Skin Rashes Occur in Considerable Number of SARS-CoV-2 Cases
17 percent of SARS-CoV-2-positive cases reported skin rash as first presentation; 21 percent had skin rash as only clinical sign
WEDNESDAY, March 17, 2021 (HealthDay News) -- Skin rashes are associated with having a positive swab test for severe acute respiratory syndrome coronavirus 2 (SARS-CoV-2) and are common in COVID-19, according to a study recently published in the British Journal of Dermatology.
Alessia Visconti, Ph.D., from King's College London, and colleagues used data from 336,847 U.K. users of the COVID Symptom Study app to examine the diagnostic value of body rash or an acral rash in SARS-CoV-2 infection. In addition, data were obtained from an independent online survey of 11,544 respondents to examine skin-specific symptoms and collect photographs.

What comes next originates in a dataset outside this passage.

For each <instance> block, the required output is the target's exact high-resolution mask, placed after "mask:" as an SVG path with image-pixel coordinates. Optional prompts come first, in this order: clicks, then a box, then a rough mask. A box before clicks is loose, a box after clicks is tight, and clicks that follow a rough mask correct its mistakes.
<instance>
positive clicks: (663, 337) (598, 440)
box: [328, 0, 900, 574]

The researchers identified a significant association between skin rashes and a positive swab test result using data from the app (odds ratio, 1.67). Among respondents of the online survey, 17 and 21 percent of SARS-CoV-2-positive cases reported skin rashes as the first presentation and the only clinical sign of COVID-19, respectively.
"This study strongly supports the inclusion of skin rashes in the list of suspicious COVID-19 symptoms. Although they are less prevalent than fever, they are more specific and last longer, and can be easily spotted by patients," the authors write. "Increased awareness from the public and health care professionals regarding COVID-19 skin changes will allow more efficient detection of infection and contact tracing."
Several authors are employees and disclosed financial ties to Zoe Global Limited.